Many objectives in modern science demand the automatic processing of large quantities of texts. This is relatively easy to achieve with written texts – you can just enter them online (although there are some challenges and limitations here as well). With spoken texts this is a lot more difficult: first of all, linguists need high-quality recordings made with a decent voice recorder. Second, the texts have to be transcribed, a task that is still hard to do automatically. There are, of course, programmes that can recognize sound and translate spoken language to written text, but even for main, literary languages they have a large error ratio. With non-standard varieties, dialects and languages with “accent” they do not manage at all. The following is a word-for-word translation of an attempt to transcribe a recording of a woman born in 1922 speaking a northern Russian dialect:
"теперь в лондон только надо уроки до пруда для здоровья только путину другой мир был бы мир если только мир мир где все тут гибель аль амир все хорошо будет она сильная еще хотел спросить вот о как раньше сорван италии чечен как частными лис был велик был великий его но вы то я так видит его белье погоди а как частными или утром или вечером выметали а избили как воздуха а говорят что то хотела вечером плохо а мы привыкли к нам так нагло теперь в твоем магазине editor редактор газеты принесшей меня найдет я будок а выкидывать худородным идешь куда выкидывали мусор детскому другом а зачем мешок вот моцарта"
For now these texts have to be processed manually. It takes a highly qualified researcher to transcribe them – someone who is familiar with the dialect and aware of the peculiarities of its lexicon, phonetics and morphology. In addition, the transcription should be carried out with a special programme that connects the sound with the text. With this programme the researcher has to manually cut out fragments of sound along with the corresponding transcription in order to create a corpus that can return text as well as sound in response to search queries, which is important for many research objectives. Because manual transcription is a very painstaking task, there are few good spoken text corpora available. Our laboratory aims to increase the number of such corpora available while simultaneously working on research connected to spoken corpora.
Are there any language varieties that are currently of more interest?

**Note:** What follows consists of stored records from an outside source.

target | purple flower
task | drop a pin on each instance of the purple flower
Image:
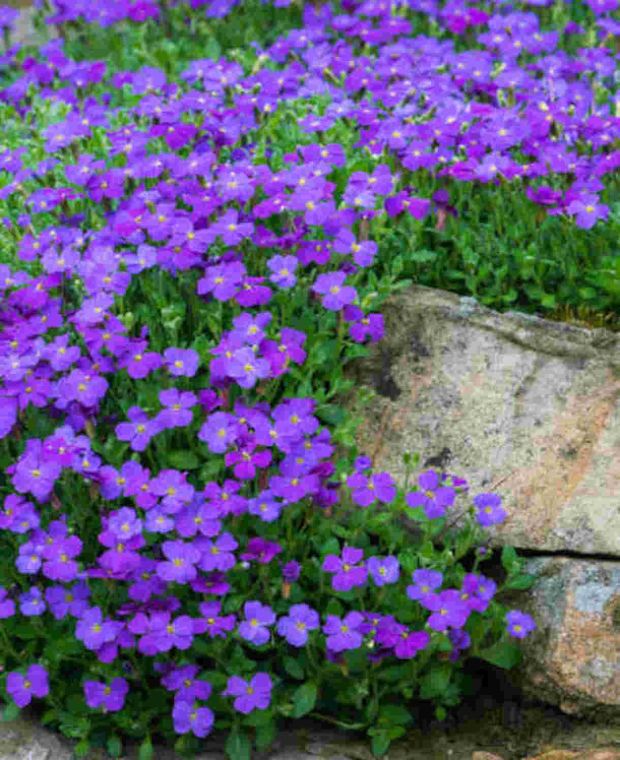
(246, 368)
(125, 524)
(219, 431)
(257, 619)
(109, 697)
(22, 688)
(449, 610)
(294, 627)
(433, 497)
(291, 571)
(266, 506)
(343, 634)
(31, 603)
(366, 490)
(138, 432)
(518, 624)
(230, 229)
(93, 631)
(424, 583)
(282, 270)
(7, 606)
(178, 408)
(489, 510)
(261, 550)
(181, 362)
(218, 554)
(383, 570)
(336, 295)
(347, 572)
(587, 210)
(216, 624)
(255, 695)
(188, 717)
(182, 558)
(63, 601)
(222, 281)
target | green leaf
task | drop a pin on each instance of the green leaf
(146, 750)
(183, 460)
(238, 746)
(435, 680)
(114, 746)
(504, 654)
(10, 712)
(380, 743)
(395, 715)
(82, 748)
(521, 582)
(265, 735)
(304, 699)
(293, 668)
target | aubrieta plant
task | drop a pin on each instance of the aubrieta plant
(194, 251)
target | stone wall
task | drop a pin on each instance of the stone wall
(529, 408)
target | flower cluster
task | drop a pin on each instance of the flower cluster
(192, 266)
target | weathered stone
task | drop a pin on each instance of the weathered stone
(563, 754)
(26, 740)
(510, 401)
(573, 658)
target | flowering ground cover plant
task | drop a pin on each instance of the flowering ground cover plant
(194, 248)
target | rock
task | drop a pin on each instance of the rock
(563, 754)
(504, 399)
(25, 740)
(573, 658)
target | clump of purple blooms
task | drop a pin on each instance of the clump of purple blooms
(192, 266)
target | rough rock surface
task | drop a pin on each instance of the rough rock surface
(573, 658)
(530, 408)
(482, 735)
(504, 397)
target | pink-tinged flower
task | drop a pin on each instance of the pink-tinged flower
(181, 362)
(489, 510)
(425, 582)
(255, 627)
(349, 570)
(219, 432)
(187, 718)
(344, 634)
(518, 624)
(449, 610)
(218, 554)
(364, 326)
(432, 496)
(138, 431)
(587, 211)
(336, 295)
(214, 623)
(223, 281)
(109, 697)
(383, 570)
(7, 606)
(252, 695)
(181, 562)
(282, 270)
(230, 229)
(295, 626)
(22, 688)
(365, 490)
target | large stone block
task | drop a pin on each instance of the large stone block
(522, 404)
(573, 658)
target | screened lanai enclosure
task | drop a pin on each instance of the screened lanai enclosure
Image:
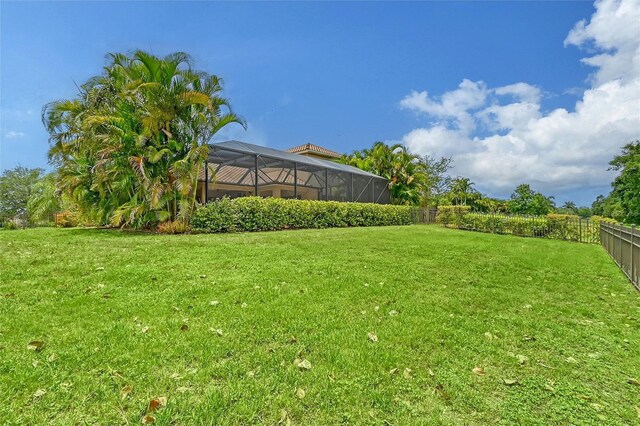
(238, 169)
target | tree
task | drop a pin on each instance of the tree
(625, 196)
(129, 148)
(16, 186)
(525, 200)
(437, 183)
(404, 171)
(462, 192)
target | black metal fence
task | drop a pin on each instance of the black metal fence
(623, 245)
(557, 227)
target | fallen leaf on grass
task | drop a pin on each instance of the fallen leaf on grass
(125, 391)
(156, 403)
(300, 393)
(479, 371)
(407, 373)
(39, 393)
(35, 345)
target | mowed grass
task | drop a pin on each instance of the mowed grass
(130, 311)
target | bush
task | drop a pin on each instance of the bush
(270, 214)
(554, 226)
(173, 227)
(452, 215)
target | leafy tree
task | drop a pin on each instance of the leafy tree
(525, 200)
(16, 187)
(404, 171)
(130, 146)
(625, 197)
(437, 183)
(491, 205)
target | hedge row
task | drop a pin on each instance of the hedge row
(270, 214)
(554, 226)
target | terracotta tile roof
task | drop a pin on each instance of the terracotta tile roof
(314, 149)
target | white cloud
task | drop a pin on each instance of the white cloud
(499, 137)
(13, 135)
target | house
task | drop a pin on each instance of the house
(240, 169)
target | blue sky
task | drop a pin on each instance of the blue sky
(341, 75)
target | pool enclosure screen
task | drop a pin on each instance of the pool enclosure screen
(238, 169)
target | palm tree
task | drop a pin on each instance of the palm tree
(130, 147)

The main scientific interest of our laboratory is language contact. Therefore, we are mostly interested in dialects located on the border of linguistic areas, which experience influence from other languages and dialects. Russian dialects are heavily influenced by the literary language, as are all of the languages spoken in Russia. We are also interested in features of local languages that are reflected in the Russian of those who live in these areas. Soon we will launch a corpus of the Russian spoken in Daghestan and start researching the peculiarities of this variety.
Are there any such corpora currently available, that are created and used in the projects of the laboratory?
We have one example of such a corpus: the Ustja River Basin Corpus corpus, which was created at the School of Linguistics with the active participation of students. At present this is the largest corpus featuring a Russian dialect. It is available online and it allows for search queries that return both text and sound. Several articles have been written based on the data from this corpus, and one article has recently been submitted to a very good journal.
Did the competition spark a lot of interest? How many applications did you receive?
The first competition was only a small try-out. We did not advertise it, because it was not our aim to receive a large amount of applications. We wanted to see whether there was an interest in projects like these and evaluate the quality of applications we would receive. We will not reveal the results prematurely, but we can say that the competition has taken place and we received some very interesting applications.